Filters score senders on reputation, content, and recipient behavior. If messages from your treatment names land in spam at different rates than control names, the gap you measure is partly a filter artifact. Warm the domains, send from matched infrastructure, and log delivery, not just replies.
Many employers now route applications through tracking systems that parse and rank before a recruiter looks. The relevant gatekeeper may be an algorithm. That is worth measuring, but it changes what your estimand means and demands you record the screening layer explicitly.
CAPTCHAs, phone verification, and duplicate-detection can block fictional applicants unevenly. AI-generated text is now flagged by the same systems you might use to scale message production. Pilot heavily and confirm your stimuli actually arrive intact and look human.
Job boards, listing sites, and email providers have terms of service that audits routinely strain. Shared IP reputation can get a whole batch throttled. Build in redundancy, stagger volume, and assume any single channel can be cut off mid-field.
The principle is old and the failure modes are new. Every automated layer between you and the gatekeeper is a candidate for differential treatment of your conditions, so instrument all of them and pilot until the pipeline is boringly reliable.

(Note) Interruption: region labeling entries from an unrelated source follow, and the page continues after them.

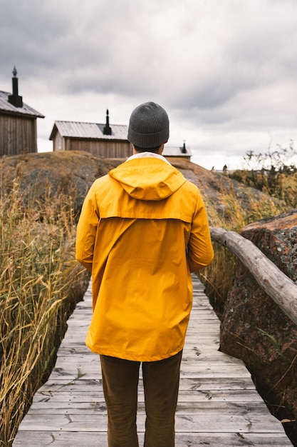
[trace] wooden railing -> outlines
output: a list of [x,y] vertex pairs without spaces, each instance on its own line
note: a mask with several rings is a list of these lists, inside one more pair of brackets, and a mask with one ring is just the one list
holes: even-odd
[[212,239],[227,247],[251,272],[258,284],[297,324],[297,284],[251,241],[235,231],[210,228]]

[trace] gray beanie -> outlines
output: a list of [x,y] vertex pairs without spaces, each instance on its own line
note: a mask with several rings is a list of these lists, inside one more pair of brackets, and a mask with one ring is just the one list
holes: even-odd
[[131,114],[127,139],[140,148],[153,148],[165,143],[169,137],[168,115],[155,102],[140,104]]

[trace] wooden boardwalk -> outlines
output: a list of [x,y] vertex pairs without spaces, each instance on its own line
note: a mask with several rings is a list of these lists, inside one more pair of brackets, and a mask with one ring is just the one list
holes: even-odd
[[[193,278],[194,305],[181,368],[176,447],[292,446],[255,390],[241,361],[219,351],[219,321]],[[107,447],[99,356],[85,346],[91,317],[89,288],[68,320],[48,381],[34,396],[14,447]],[[143,445],[145,408],[137,427]],[[166,447],[165,446],[164,447]]]

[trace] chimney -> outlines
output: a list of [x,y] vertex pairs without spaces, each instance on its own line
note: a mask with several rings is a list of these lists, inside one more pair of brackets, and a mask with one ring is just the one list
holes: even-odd
[[108,109],[106,111],[106,124],[103,129],[103,135],[111,135],[111,127],[109,125],[109,112]]
[[182,151],[182,154],[187,154],[186,144],[184,141],[184,145],[182,148],[181,148],[181,151]]
[[19,79],[16,77],[17,71],[14,67],[12,74],[12,95],[9,95],[9,102],[15,107],[23,107],[23,98],[19,95]]

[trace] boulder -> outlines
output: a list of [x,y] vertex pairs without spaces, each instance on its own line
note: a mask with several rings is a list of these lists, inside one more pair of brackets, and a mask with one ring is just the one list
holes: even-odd
[[[297,281],[297,210],[248,225],[241,235]],[[221,349],[244,361],[270,409],[292,421],[284,428],[297,443],[297,326],[240,262],[221,322]]]

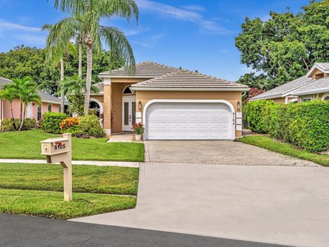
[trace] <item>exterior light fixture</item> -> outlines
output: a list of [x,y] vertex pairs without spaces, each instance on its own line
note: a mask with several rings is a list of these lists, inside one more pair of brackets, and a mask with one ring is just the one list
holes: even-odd
[[237,103],[237,108],[238,108],[238,110],[241,110],[241,104],[240,103],[239,101],[238,101],[238,103]]

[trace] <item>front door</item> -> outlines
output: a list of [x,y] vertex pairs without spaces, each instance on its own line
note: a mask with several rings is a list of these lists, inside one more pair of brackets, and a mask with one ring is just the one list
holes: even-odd
[[132,131],[132,127],[135,122],[135,96],[123,96],[122,97],[122,130]]

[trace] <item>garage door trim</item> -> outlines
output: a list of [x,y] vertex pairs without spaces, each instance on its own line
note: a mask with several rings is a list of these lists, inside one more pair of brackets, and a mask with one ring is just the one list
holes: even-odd
[[[235,110],[232,104],[225,99],[151,99],[146,103],[143,110],[143,123],[145,126],[145,130],[147,130],[146,119],[146,113],[147,108],[154,103],[223,103],[228,106],[231,110],[231,139],[235,139]],[[148,137],[147,136],[147,139]]]

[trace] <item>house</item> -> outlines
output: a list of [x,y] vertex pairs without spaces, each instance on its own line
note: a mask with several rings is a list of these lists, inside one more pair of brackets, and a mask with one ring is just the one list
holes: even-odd
[[145,126],[145,139],[234,139],[241,137],[241,95],[247,86],[153,62],[99,75],[90,104],[108,134]]
[[[0,78],[0,88],[7,83],[11,83],[9,79]],[[38,105],[36,103],[29,103],[26,110],[25,117],[34,118],[40,120],[42,115],[47,112],[60,112],[60,99],[55,96],[51,95],[41,90],[38,91],[41,97],[41,104]],[[19,118],[20,114],[20,101],[18,99],[12,102],[12,108],[14,117]],[[0,122],[4,119],[12,117],[10,107],[7,100],[0,99]]]
[[329,100],[329,62],[316,62],[306,75],[279,86],[250,100],[271,99],[276,103]]

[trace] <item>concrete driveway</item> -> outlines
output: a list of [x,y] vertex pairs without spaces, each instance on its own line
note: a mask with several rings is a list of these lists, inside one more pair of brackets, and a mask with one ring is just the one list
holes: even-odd
[[145,143],[151,163],[186,164],[317,166],[265,149],[232,141],[152,141]]
[[328,168],[230,141],[147,145],[151,162],[141,167],[136,209],[73,220],[295,246],[329,245]]

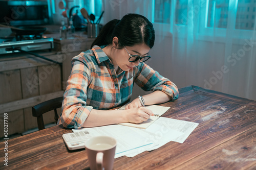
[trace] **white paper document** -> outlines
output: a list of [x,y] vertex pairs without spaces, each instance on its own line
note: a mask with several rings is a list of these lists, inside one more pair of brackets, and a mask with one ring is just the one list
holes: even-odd
[[159,117],[146,129],[112,125],[73,129],[87,131],[92,136],[106,135],[117,141],[115,158],[133,157],[146,151],[157,149],[171,141],[183,143],[199,124],[166,117]]

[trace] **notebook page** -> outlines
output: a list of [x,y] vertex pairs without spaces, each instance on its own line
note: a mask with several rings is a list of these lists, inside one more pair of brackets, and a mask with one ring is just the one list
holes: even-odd
[[[124,109],[126,105],[123,106],[119,109]],[[154,114],[156,115],[158,115],[158,116],[151,116],[150,118],[147,119],[147,121],[143,122],[140,124],[134,124],[131,123],[120,123],[118,125],[127,126],[131,127],[141,128],[145,129],[156,120],[158,119],[159,116],[162,115],[164,113],[165,113],[169,109],[170,107],[165,107],[161,106],[158,105],[148,105],[145,106],[147,108],[151,110]]]

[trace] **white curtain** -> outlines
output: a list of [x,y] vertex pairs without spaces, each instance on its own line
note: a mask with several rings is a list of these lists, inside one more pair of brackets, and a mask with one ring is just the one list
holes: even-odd
[[[161,75],[179,88],[195,85],[256,100],[256,3],[251,1],[169,1],[169,22],[159,23],[156,3],[168,1],[104,0],[104,23],[128,13],[143,15],[156,35],[147,64]],[[136,88],[135,93],[144,94]]]

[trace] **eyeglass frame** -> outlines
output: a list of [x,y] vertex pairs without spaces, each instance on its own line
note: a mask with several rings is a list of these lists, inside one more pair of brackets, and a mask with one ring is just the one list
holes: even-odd
[[[130,56],[130,58],[129,58],[129,62],[131,62],[131,63],[133,63],[133,62],[136,62],[136,61],[138,61],[138,60],[139,60],[139,61],[140,63],[143,63],[143,62],[144,62],[145,61],[147,61],[147,60],[148,60],[150,58],[151,58],[151,56],[145,56],[145,57],[142,57],[142,56],[139,56],[139,55],[131,55],[131,54],[129,53],[129,52],[128,52],[128,51],[127,51],[126,48],[125,48],[125,47],[124,46],[123,46],[123,47],[124,47],[124,49],[125,49],[126,51],[127,52],[127,53],[128,53],[128,55],[129,55],[129,56]],[[148,53],[147,53],[147,54],[148,54]],[[148,54],[148,55],[150,55],[150,54]],[[131,59],[132,58],[132,57],[136,57],[136,59],[135,59],[135,60],[134,60],[134,61],[130,61],[130,59]],[[143,59],[143,58],[145,58],[145,57],[147,57],[147,59],[146,59],[146,60],[145,60],[145,61],[140,61],[140,60],[141,60],[141,59]]]

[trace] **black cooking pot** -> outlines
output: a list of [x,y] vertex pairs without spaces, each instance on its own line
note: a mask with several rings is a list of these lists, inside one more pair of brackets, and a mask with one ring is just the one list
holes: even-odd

Audits sit awkwardly inside human-subjects regulation, because the people burdened, the employers and officials, are often not the people the rules were written to protect. Boards know this and ask hard questions. The cost-benefit framework in Crabtree and Dhima (2022) is built to answer them. Here are the ones that come up most.
The framework does not make the tension disappear. It forces the design to minimize burden, cap scale at what the question needs, and put the justification on the record. That is also what a good board wants to see.